= Stephen Lavelle =

Scottish boxer

Stephen Lavelle (born 14 August 1990) is a Scottish retired heavyweight boxer.

==Career==
Lavelle is best known for winning a bronze medal at the 2014 Commonwealth Games in Glasgow. He secured the medal after he progressed through to the semi-finals when he defeated India's Armritpreet Singh in the quarter-finals on 30 July 2014. In the semi-final on 1 August 2014, Lavelle was defeated by New Zealander David Light. After defeating Lavelle, Light then progressed through to the final on 2 August 2014. Light was subsequently defeated by Canadian Samir El-Mais.

==Legal issues==
In April 2018, Lavelle was charged with assault occasioning bodily harm and common assault after an incident at the SinCity nightclub in Surfers Paradise on the Gold Coast in Australia. Lavelle appeared in Southport Magistrates Court on 31 October 2018, where he was found guilty of assault and causing bodily harm.

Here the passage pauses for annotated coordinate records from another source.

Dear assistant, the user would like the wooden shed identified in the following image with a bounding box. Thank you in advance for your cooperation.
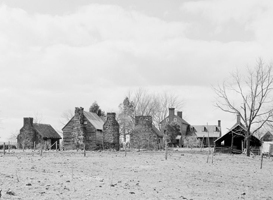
[214,116,261,154]
[17,117,62,149]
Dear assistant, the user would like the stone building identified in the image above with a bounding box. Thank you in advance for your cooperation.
[17,117,62,149]
[192,120,222,147]
[130,116,163,149]
[62,107,104,150]
[103,113,120,151]
[214,115,261,154]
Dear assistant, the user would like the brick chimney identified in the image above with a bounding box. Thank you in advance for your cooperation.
[103,113,120,151]
[135,116,153,128]
[237,113,241,124]
[75,107,84,115]
[177,111,182,119]
[218,120,222,137]
[24,117,33,127]
[169,108,174,122]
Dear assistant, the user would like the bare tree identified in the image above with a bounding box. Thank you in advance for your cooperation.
[60,110,74,126]
[33,112,43,124]
[214,59,273,156]
[127,88,183,128]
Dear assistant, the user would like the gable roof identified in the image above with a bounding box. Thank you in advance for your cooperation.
[160,115,190,125]
[33,124,62,139]
[83,111,104,130]
[192,125,221,138]
[254,131,273,141]
[214,122,248,142]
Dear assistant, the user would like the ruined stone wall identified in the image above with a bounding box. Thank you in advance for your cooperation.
[83,118,98,150]
[103,113,120,151]
[130,116,159,149]
[63,107,84,150]
[63,107,98,150]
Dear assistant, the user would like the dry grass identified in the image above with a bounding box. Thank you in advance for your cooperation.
[0,149,273,200]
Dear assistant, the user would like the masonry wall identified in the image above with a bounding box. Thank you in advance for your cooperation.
[63,108,102,150]
[103,113,120,151]
[130,116,159,149]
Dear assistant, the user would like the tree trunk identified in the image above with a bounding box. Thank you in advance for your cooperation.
[246,137,250,156]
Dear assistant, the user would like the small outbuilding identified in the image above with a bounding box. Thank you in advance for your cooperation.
[192,120,221,147]
[214,115,261,154]
[17,117,62,149]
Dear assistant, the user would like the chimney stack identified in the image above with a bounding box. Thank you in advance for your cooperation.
[177,111,182,119]
[135,116,153,128]
[24,117,33,127]
[169,108,174,122]
[218,120,222,137]
[107,113,116,120]
[237,113,241,124]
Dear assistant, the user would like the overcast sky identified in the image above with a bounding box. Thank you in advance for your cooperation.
[0,0,273,140]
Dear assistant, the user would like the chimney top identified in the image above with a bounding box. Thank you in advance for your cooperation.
[24,117,33,126]
[237,113,241,124]
[177,111,182,119]
[107,113,116,119]
[135,116,153,127]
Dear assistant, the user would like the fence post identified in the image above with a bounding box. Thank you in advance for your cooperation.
[3,142,6,155]
[83,144,86,157]
[260,153,264,169]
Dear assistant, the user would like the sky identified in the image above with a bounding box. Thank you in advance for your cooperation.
[0,0,273,141]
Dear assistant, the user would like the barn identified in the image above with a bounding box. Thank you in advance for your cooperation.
[17,117,62,149]
[214,116,261,153]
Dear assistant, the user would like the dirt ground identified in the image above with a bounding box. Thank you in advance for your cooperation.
[0,149,273,200]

The court heard Lavelle had urinated on a dance floor next to two girls, after which a cousin of one of the girls confronted Lavelle about his behaviour. A fight between Lavelle and the man broke out when Lavelle commenced throwing punches, one of which struck one of the girls. The magistrate dismissed the suggestion that Lavelle had acted in self-defence, and handed him a nine-month suspended sentence.